Unfortunately, when he got tired of reading and instead switched to a movie—usually after the brandy made him drowsy enough to nod off mid-page—he found most of the spy movies he preferred were American.

He could watch a Bond or a le Carré adaptation or even something a little more contemporary, but by the time the telly was on he really preferred a steroidal idiot from Iowa or Texas or some other dumb place in the United States smashing people through windows.

He was not proud of this personal preference, would never tell anybody, but the truth was that he ended almost every night falling asleep with tobacco dust from the pipe all over his vest while Jason Bourne tried to remember who trained him.

It was in one those half-awake bourbon-induced film binges that Roger recalled a task force he was briefly on, many years before.

This would have been not long after Sandhurst, when he was early enough in his military intelligence career that SIS had not yet even reached out to him.

It was a technology summit with the Americans, a knowledge-sharing conference in good faith.

The British had some new drone system, something technical but dull.

And the Americans had discovered how to map and program neurons.

They were, it seemed at the time, trying to make real-life Jason Bournes.

Trying to calibrate superspies who went undercover without even realizing they were undercover.

Roger was seconded to a committee, his only purpose to aid senior staff in their discussions, and briefly had eyes on a preliminary précis of what the Americans were cooking.

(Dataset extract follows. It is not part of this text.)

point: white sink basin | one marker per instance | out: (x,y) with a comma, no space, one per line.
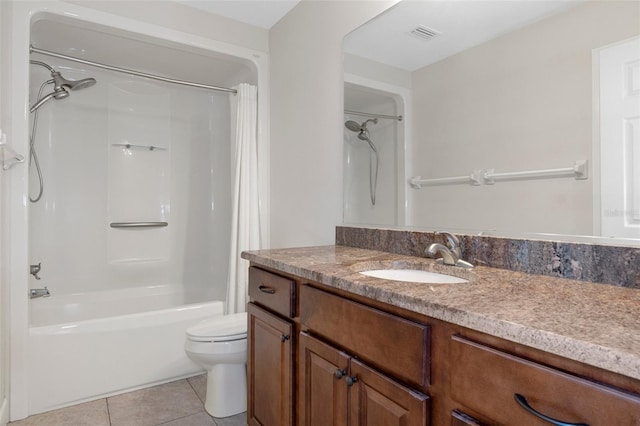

But the entire event was canceled at the last minute and the technology never deployed.

Some civil liberties issue in the United States.

But Roger also knew that the tech worked, that subsequent American administrations would, if they could, give it another try, and that the tech did in fact still exist. The vagaries of international law meant it was sold to some film directors in Portugal for some fantasy show, that even the studio had seemingly abandoned the use of it, and that the Americans would, no doubt, like to have that technology back in their hands.

What better treasure, what better way for Roger to rebuild his reputation with Head Office, than if he could find a neuroscanner as a gift for our dear, beloved American friends.

Roger sat up in bed. Bourne was crashing his car into a bollard.

Roger had one of those ideas people really only have once or twice in their entire lives.

If you are lucky, that idea is the internal combustion engine or general relativity and you can change the world.

Roger’s wasn’t quite so ambitious, but he knew it was still a good one.

But if he was going to see his idea through to fruition, he was going to have to do everything himself. Off-the-books. Old-school.

He was methodical. First he read every publicly available bit of information he could about this fantasy series.

He watched all the films and put together a timeline.

In 2040 they announced a new series of movies made with “unique neurological technology.” He read Portuguese news reports about fires on the island of Madeira, he watched behind-the-scenes documentaries of early films shot on the island, he read about special exemptions the Portuguese government made to the studio to help revitalize the Madeiran economy, and he read hundreds of fan blogs, wikis, and subreddits from the early 2040s about the production of the films. Learned how people were volunteering to move to Madeira to participate, found a deposition with families suing the studio after no one had heard from their children and spouses.

There were online fan communities dedicated to “Finding Your Lost,” combing through stills from movies and identifying extras in the background who looked like your family members.

Roger used his discretion, though, and skipped reading the original novels. Too long. Not really important.

He read interviews with film producers, directors, set designers, production assistants, sound editors, and even actors.

Everyone was a little bit vague about how the movies were made, but clear enough that the characters were “real” now, that the fantasy world actually existed, that if you visited it you felt transported.

He looked at Variety and Hollywood Reporter stories about the productions, watched a documentary about Cristiano Ronaldo visiting the set, saw photos of press junkets and film premieres.